Delete the row using the SalesOrderDetailID. For my query, its 113407:
delete from SalesLT.SalesOrderDetail where SalesOrderDetailID = 113407;
So what happens when I pass in the previous query using the 2 as the last_sync_value?
It shows the row as deleted as it should. Even though this row was created in a previous transaction, it no longer exists so for data consistency, it is marked as deleted no matter how many updates it might of had or when it was inserted. And passing in 3 gives the same results as above with the row marked as deleted. Very nice feature indeed!
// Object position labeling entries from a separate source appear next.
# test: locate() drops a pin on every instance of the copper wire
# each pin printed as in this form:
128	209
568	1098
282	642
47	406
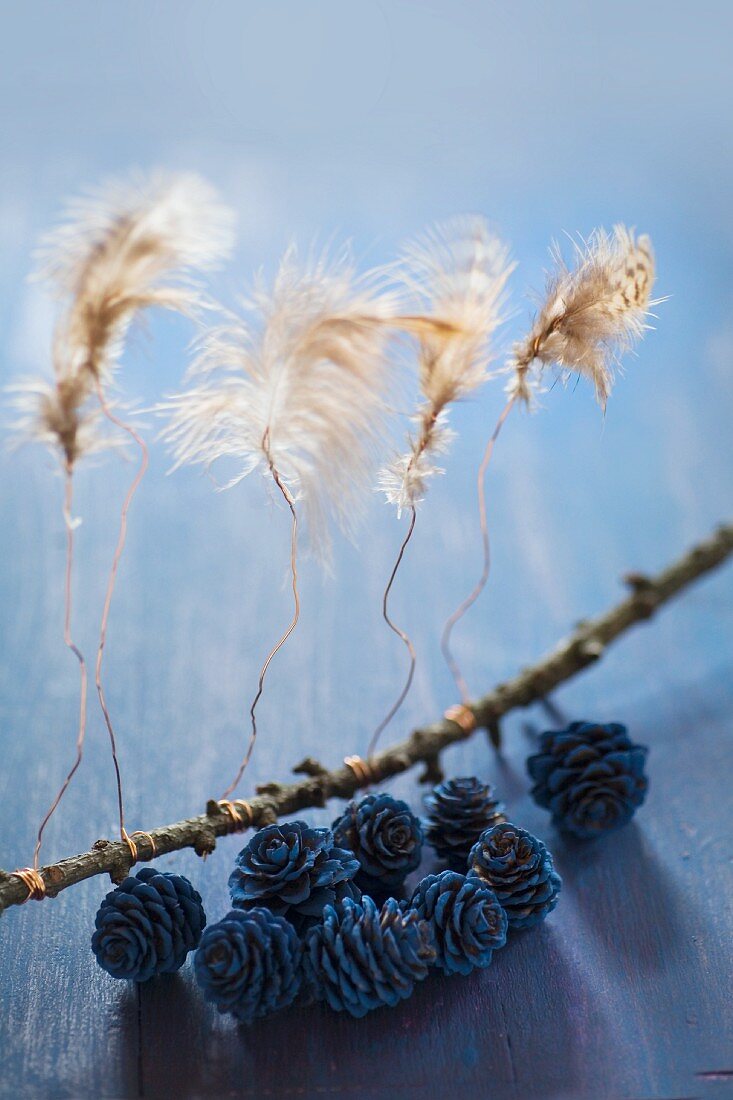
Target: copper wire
401	634
108	597
296	614
470	600
68	641
33	882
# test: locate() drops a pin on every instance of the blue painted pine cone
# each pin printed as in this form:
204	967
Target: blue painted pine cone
459	811
361	957
294	870
590	777
148	925
385	837
468	922
518	868
249	964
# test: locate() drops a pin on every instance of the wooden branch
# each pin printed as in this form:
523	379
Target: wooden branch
424	746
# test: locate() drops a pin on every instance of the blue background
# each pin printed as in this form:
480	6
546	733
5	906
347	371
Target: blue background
369	121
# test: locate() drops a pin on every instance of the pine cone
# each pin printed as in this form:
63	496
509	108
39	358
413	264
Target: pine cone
362	957
148	925
385	837
518	868
468	922
249	964
293	870
590	776
459	811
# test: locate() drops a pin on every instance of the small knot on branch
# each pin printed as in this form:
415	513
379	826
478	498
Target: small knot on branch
206	842
462	716
494	733
638	582
309	767
151	845
33	882
433	772
272	788
590	650
240	813
362	769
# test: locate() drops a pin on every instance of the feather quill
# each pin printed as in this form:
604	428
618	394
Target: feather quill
592	311
124	249
297	386
457	277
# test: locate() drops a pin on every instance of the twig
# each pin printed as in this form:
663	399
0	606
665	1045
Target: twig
582	648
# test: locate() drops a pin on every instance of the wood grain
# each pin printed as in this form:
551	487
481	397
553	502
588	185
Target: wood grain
623	992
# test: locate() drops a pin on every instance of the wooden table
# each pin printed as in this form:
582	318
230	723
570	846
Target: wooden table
624	992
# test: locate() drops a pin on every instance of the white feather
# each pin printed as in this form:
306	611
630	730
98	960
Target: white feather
299	386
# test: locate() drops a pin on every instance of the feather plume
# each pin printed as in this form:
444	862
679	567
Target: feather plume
122	250
592	311
298	387
457	276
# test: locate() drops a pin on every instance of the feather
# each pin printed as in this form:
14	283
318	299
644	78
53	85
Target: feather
592	311
457	276
124	249
297	387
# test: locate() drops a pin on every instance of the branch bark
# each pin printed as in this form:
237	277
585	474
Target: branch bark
582	648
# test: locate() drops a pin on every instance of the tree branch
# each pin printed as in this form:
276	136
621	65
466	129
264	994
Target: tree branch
424	746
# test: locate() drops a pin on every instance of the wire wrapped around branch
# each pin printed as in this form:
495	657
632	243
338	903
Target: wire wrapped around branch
571	656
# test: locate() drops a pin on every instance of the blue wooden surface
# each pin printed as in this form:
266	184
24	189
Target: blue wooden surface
580	114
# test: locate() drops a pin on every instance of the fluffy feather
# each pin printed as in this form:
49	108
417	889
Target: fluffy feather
122	250
298	388
457	276
592	311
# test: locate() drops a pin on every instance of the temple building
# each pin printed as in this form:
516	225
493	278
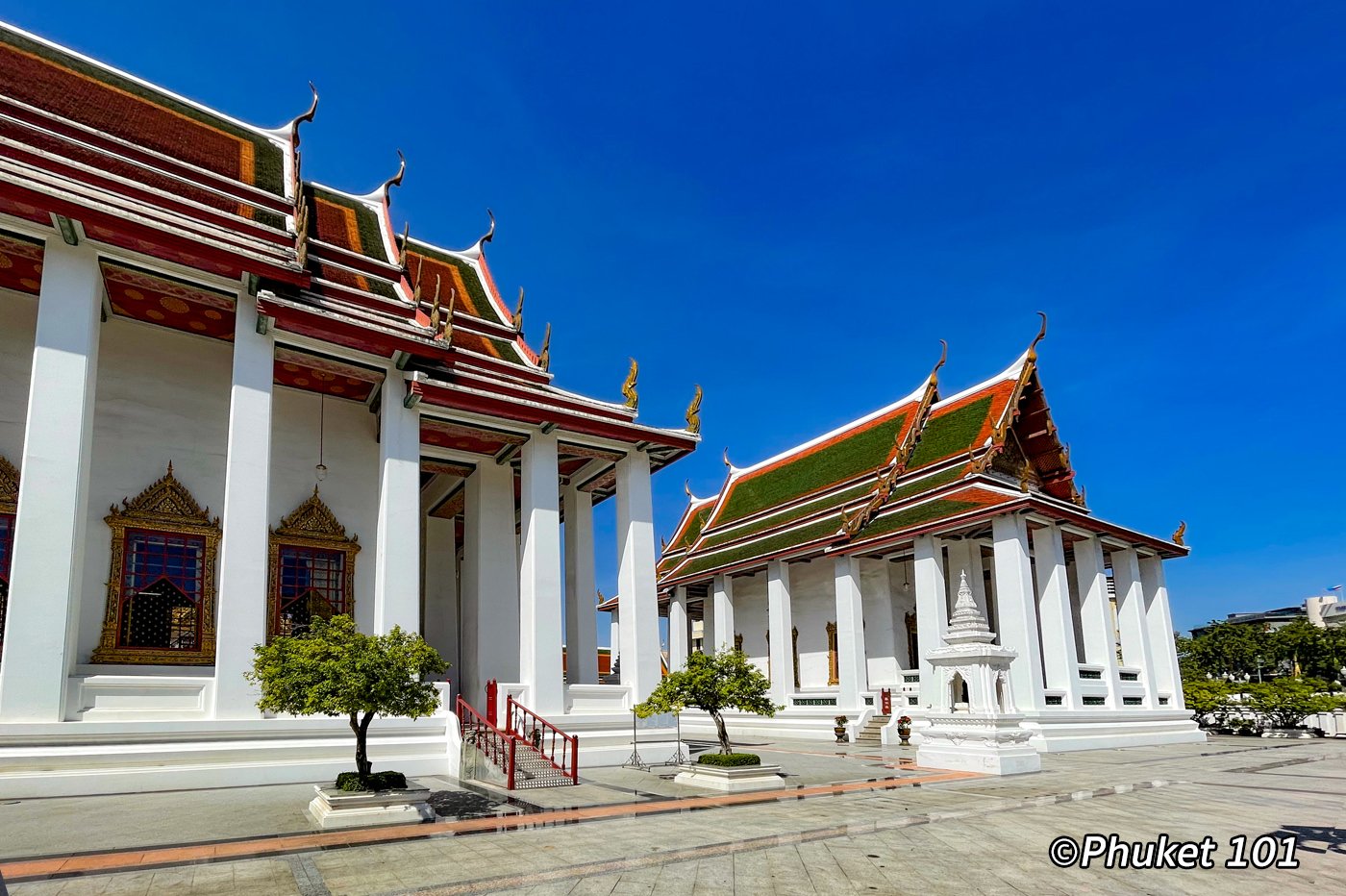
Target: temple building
232	401
836	566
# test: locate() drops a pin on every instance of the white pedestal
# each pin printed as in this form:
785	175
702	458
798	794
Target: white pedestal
978	743
730	781
333	808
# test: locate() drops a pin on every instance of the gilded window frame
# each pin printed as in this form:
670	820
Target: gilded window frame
165	506
310	525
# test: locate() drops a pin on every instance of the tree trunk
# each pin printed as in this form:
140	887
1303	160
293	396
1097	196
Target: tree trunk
362	765
722	732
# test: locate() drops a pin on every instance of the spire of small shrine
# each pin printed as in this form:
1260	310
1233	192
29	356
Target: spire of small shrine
966	625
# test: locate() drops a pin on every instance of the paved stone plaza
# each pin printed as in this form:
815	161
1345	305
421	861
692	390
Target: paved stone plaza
875	832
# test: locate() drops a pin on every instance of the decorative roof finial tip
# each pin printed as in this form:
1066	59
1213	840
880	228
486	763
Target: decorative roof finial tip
693	411
396	181
633	397
307	116
1042	334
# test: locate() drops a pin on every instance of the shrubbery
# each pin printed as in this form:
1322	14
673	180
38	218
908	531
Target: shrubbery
730	760
376	781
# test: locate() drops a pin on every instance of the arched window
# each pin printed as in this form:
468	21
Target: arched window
162	582
9	506
312	569
834	676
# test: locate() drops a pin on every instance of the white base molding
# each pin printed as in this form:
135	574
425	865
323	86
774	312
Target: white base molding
333	808
989	744
730	779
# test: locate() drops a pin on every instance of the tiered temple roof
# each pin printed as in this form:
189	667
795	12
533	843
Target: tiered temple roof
208	202
921	463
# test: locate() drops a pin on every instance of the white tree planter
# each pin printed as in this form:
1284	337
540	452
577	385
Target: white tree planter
333	808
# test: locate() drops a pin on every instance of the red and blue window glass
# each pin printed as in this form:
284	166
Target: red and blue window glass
162	585
312	585
6	555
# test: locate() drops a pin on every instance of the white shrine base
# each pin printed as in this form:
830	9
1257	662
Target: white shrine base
978	743
332	809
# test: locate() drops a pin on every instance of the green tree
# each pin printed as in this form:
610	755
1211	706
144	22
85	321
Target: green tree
1301	646
713	683
336	670
1284	703
1207	698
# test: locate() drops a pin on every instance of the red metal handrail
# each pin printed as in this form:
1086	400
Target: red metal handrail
554	744
497	745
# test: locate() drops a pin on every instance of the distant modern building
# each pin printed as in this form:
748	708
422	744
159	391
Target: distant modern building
1319	611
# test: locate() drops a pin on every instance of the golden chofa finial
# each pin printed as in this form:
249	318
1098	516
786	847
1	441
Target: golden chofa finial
633	398
944	356
435	312
448	315
307	116
544	358
1042	334
693	411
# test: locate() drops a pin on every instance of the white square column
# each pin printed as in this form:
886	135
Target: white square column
1159	623
679	634
1096	615
1054	609
932	613
440	630
581	589
244	546
636	589
49	539
1018	609
780	623
490	582
397	549
1131	619
541	625
717	632
852	673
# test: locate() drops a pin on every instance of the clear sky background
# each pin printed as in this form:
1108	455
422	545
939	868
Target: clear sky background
791	205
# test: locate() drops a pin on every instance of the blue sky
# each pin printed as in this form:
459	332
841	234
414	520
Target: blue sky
793	205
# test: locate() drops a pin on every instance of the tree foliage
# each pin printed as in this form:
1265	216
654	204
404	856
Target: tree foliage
336	670
713	683
1284	703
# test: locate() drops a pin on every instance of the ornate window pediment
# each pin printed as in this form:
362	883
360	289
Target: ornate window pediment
312	569
162	580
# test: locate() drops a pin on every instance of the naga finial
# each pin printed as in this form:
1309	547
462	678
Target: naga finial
633	398
1042	334
448	315
307	116
396	181
544	358
693	411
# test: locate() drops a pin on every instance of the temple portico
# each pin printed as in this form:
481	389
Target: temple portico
248	404
841	588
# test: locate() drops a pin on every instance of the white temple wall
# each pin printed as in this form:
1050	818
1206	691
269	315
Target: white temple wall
750	616
162	396
19	316
350	490
813	606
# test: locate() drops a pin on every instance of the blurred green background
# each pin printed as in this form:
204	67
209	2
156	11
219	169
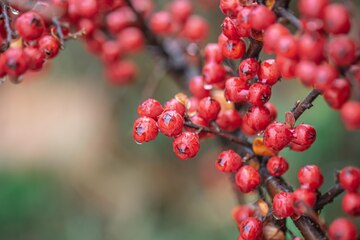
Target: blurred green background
69	169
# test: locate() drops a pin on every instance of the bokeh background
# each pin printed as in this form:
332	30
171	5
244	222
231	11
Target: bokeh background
70	170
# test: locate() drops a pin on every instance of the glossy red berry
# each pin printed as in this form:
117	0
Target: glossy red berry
229	120
233	49
248	68
277	166
16	62
257	118
175	105
242	212
269	72
196	87
228	161
312	9
336	19
145	129
30	26
283	205
351	204
259	94
186	145
310	177
304	200
150	108
342	50
236	90
170	123
251	229
349	178
209	109
261	23
342	229
49	46
350	115
247	179
337	93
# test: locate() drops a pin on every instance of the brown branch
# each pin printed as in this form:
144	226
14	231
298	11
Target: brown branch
328	197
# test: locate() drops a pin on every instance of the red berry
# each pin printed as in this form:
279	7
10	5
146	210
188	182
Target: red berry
242	212
283	205
342	229
145	129
336	19
277	166
342	51
196	87
16	62
312	9
229	120
349	178
337	93
310	177
350	114
258	118
213	73
259	94
30	26
209	109
233	49
228	161
248	68
186	145
351	204
247	179
49	46
213	53
304	200
269	72
236	90
251	229
150	108
170	123
261	17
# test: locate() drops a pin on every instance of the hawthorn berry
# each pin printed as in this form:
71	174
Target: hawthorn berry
277	166
338	93
228	161
49	46
248	68
186	145
349	178
336	19
350	114
209	109
242	212
247	179
30	25
351	203
251	229
170	123
269	72
150	108
342	229
258	118
236	90
229	120
304	199
310	177
145	129
283	205
259	94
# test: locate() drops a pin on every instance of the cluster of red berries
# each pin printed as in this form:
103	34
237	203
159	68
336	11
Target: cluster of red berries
34	43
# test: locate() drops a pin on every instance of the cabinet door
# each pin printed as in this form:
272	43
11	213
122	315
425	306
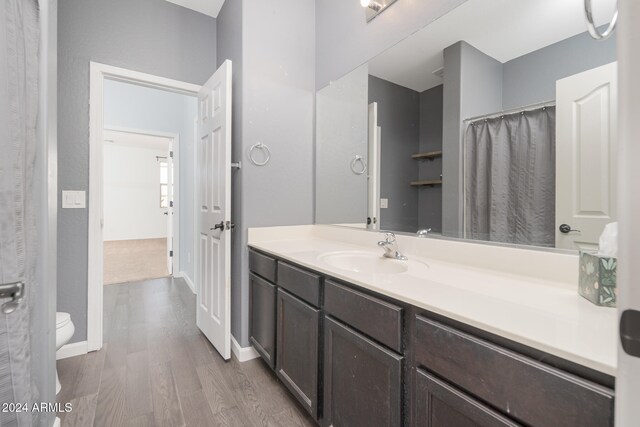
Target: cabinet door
262	318
362	380
297	363
440	405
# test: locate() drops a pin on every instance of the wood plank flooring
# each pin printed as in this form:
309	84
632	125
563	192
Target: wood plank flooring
134	260
157	369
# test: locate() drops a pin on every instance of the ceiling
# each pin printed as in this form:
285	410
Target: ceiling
131	139
208	7
503	29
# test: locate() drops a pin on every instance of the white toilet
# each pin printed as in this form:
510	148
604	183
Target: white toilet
64	332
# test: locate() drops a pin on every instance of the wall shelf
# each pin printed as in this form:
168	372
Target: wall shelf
429	155
428	182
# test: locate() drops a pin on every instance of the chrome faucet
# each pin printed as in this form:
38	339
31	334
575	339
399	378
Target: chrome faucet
424	232
390	246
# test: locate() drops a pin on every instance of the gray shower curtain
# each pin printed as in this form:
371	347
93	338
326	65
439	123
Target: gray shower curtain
510	168
19	44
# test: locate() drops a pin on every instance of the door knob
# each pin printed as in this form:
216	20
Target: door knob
630	332
566	228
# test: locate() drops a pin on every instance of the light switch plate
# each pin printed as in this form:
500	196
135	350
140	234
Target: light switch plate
74	200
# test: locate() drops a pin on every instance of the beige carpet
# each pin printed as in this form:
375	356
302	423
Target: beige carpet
133	260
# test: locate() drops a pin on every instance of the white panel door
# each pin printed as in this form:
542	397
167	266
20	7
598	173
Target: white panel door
373	177
213	314
586	156
169	211
628	376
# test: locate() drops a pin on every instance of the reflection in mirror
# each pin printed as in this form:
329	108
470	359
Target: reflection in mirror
480	126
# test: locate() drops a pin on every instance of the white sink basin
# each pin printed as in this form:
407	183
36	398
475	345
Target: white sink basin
364	262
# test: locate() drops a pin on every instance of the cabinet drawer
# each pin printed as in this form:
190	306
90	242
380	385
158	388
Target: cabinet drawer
262	318
438	404
299	282
362	380
297	362
379	319
529	391
262	265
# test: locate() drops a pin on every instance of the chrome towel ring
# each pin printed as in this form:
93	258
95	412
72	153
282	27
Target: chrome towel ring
591	26
354	165
265	150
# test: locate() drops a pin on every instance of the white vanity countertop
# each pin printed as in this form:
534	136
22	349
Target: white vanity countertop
539	313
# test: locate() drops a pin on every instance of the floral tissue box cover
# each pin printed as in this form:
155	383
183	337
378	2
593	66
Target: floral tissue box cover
598	279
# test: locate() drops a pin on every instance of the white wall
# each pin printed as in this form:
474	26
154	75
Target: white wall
137	107
132	192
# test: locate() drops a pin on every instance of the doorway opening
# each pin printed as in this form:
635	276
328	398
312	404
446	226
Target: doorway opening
140	189
142	183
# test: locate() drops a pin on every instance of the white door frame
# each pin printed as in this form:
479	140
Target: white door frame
98	74
175	144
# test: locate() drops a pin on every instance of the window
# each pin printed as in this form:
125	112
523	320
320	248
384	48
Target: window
164	184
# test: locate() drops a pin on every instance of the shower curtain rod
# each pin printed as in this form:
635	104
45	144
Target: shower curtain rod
530	107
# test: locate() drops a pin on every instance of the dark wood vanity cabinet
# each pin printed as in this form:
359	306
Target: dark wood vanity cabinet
527	390
298	364
362	380
262	300
355	358
439	404
262	318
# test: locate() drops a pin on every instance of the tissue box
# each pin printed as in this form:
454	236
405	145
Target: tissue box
598	279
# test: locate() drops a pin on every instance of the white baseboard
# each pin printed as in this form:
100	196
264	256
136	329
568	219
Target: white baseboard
243	353
187	279
71	350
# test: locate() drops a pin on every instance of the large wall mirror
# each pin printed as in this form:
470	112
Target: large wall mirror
497	123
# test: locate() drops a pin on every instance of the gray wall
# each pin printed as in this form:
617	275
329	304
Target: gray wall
476	84
532	78
430	198
276	108
399	119
341	133
345	40
152	36
137	107
472	86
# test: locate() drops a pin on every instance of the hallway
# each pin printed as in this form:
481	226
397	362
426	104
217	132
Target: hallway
134	260
157	369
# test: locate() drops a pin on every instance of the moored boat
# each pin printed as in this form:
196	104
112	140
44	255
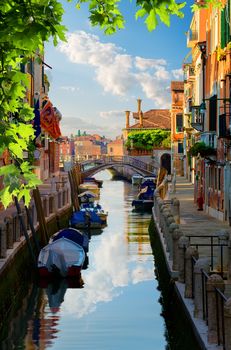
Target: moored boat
144	199
73	235
89	186
136	179
86	219
62	257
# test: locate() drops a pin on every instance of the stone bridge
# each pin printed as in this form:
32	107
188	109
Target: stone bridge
92	167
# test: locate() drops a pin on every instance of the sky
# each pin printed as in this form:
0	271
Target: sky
95	78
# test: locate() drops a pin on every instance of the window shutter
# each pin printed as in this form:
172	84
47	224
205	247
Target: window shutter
213	113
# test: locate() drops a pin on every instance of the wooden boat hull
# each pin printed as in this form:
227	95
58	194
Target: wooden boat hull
143	205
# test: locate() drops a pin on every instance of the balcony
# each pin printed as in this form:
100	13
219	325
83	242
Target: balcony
189	73
192	38
209	138
197	121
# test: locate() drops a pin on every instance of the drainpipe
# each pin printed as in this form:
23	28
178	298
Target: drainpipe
127	113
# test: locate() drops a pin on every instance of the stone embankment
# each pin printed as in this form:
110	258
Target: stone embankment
197	254
55	206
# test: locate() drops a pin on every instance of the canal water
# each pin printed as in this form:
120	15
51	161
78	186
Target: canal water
117	304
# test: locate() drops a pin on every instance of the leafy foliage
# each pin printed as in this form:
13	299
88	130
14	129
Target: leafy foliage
147	140
24	27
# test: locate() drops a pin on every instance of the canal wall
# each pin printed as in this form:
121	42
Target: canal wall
192	257
17	264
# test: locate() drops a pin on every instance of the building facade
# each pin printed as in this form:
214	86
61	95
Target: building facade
207	109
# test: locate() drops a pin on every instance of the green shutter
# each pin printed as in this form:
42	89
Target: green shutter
225	26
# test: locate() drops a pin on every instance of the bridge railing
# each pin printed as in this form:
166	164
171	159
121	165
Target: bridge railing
123	160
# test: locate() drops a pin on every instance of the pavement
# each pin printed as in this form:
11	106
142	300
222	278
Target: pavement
193	221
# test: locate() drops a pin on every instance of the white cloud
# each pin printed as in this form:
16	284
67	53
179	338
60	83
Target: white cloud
69	88
119	73
110	273
71	124
147	63
112	114
177	74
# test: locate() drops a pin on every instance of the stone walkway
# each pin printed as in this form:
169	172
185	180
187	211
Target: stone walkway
194	222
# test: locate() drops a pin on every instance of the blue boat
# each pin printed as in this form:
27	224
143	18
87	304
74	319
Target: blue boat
86	219
144	201
73	235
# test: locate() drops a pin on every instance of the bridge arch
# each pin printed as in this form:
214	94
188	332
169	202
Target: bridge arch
138	166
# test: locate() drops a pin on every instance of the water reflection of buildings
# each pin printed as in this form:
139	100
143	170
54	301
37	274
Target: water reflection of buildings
43	327
35	324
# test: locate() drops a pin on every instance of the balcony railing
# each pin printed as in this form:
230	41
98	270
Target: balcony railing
192	37
197	121
209	138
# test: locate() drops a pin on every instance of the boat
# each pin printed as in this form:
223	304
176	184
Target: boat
97	209
62	257
99	183
73	235
144	199
136	179
89	186
86	219
87	197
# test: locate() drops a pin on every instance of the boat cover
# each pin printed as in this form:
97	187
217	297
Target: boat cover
78	217
61	254
73	235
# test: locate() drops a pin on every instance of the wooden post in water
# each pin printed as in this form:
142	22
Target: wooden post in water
41	217
24	229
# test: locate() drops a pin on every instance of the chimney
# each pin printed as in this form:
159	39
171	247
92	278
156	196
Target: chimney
140	113
141	118
127	113
139	105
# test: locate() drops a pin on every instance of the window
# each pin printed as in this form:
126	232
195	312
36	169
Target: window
225	30
213	113
179	123
180	147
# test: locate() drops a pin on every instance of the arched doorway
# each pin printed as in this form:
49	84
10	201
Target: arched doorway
165	162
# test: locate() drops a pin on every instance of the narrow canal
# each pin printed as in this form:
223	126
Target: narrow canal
118	305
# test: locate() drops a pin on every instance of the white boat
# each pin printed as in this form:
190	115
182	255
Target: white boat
136	179
62	257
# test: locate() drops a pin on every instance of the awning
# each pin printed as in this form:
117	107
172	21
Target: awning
49	119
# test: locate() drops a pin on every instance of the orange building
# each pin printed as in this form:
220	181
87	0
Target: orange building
210	108
177	131
116	147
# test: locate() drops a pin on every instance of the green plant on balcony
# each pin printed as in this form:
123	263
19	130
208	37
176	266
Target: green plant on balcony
202	149
221	53
147	140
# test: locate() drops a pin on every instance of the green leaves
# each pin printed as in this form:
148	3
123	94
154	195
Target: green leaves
149	139
161	9
24	26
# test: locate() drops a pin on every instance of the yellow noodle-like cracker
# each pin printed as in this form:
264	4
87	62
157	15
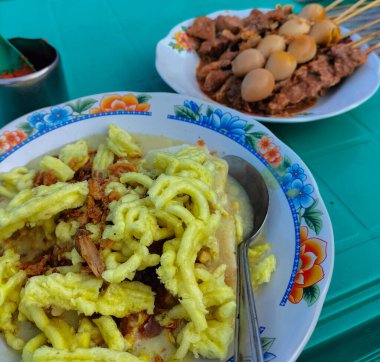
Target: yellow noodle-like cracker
75	155
39	204
165	216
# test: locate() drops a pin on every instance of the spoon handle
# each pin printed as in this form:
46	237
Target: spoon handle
247	340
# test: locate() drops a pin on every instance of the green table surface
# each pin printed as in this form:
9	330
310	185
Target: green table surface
109	45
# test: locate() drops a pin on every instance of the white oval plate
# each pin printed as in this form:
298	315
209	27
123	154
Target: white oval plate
298	225
176	63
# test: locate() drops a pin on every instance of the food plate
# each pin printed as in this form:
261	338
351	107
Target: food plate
298	226
176	63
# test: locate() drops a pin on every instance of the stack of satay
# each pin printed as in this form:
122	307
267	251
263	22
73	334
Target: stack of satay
277	62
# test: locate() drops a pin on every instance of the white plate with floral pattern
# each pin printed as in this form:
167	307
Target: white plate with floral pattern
176	63
298	225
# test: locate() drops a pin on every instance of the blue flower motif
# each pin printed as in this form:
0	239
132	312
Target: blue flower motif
294	172
37	121
301	194
192	105
225	122
59	115
297	172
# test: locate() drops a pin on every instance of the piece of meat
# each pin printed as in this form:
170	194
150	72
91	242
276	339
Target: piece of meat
227	34
202	28
260	22
229	55
130	325
215	79
217	65
46	260
314	78
212	49
87	249
230	94
231	23
250	42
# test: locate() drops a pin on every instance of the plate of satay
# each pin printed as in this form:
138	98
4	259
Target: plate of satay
274	64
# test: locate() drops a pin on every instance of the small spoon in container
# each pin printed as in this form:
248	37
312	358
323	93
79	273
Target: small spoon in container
247	326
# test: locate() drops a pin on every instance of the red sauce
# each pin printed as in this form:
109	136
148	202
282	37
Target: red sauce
18	72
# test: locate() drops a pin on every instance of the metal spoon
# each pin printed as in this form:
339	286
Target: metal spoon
246	322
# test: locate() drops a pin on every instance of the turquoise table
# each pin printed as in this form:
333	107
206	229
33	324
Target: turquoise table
109	45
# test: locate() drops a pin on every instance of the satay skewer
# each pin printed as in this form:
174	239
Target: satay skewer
372	48
333	5
349	10
360	28
357	12
364	40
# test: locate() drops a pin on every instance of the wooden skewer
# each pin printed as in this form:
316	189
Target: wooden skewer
364	40
349	10
372	48
357	12
333	4
360	28
346	6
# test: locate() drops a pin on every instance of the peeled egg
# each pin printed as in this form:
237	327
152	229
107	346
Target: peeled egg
303	48
313	12
281	64
257	85
294	27
246	61
271	43
325	32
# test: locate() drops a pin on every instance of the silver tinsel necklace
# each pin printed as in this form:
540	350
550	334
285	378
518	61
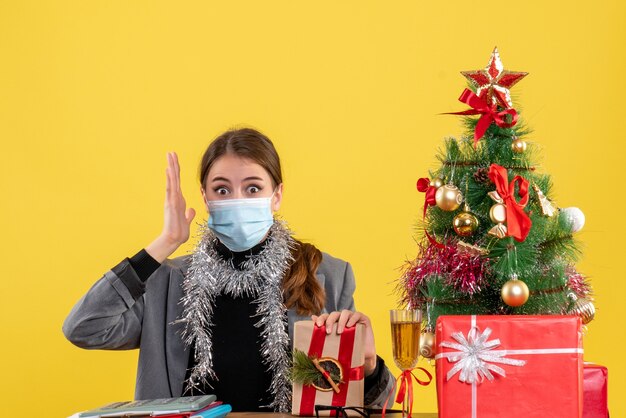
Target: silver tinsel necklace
260	277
Let’s change the change retention period see what happens:
ALTER DATABASE CTDemo SET CHANGE_TRACKING (CHANGE_RETENTION = 1 MINUTES); GO
The change tracking auto-cleanup job run about every 30 minutes so we can force the job after we wait one minute for the rows to expire with the following SQL:
CHECKPOINT 1 GO exec sys.sp_flush_CT_internal_table_on_demand GO
Passing in no parameters for sys.sp_flush_CT_internal_table_on_demand will clean up all side tables for all change tracking enabled tables, the syscommittab system table, and will also update the invalid and hardened cleanup versions. You can also pass in a table name to cleanup just that tables’s side table. In the above image, we see all 13 rows have been cleaned up from our side table and if you were to issue the query to get all changes from a side table with the CHANGETABLE function, you would get 0 rows:
SELECT * FROM CHANGETABLE(CHANGES SalesLT.SalesOrderDetail, 0) as CT
Change Tracking is a very powerful feature of the Azure SQL Database. We can use it for many use cases to extract just the rows that have changed over a set amount of time with very little overhead on the database. You can read more about Change Tracking in the documentation here. There are a few key concepts to remember; one is the version numbers are incremented by transactions. Two, remember to get and store the current version number if you are pulling for say an ETL process. That is the number you will need for the next job so that you get just the changes from that version number forward. And three, the retention period will flush the changes from all the change tracked tables so be sure to set an appropriate time that works with your process that is pulling the changes from the database.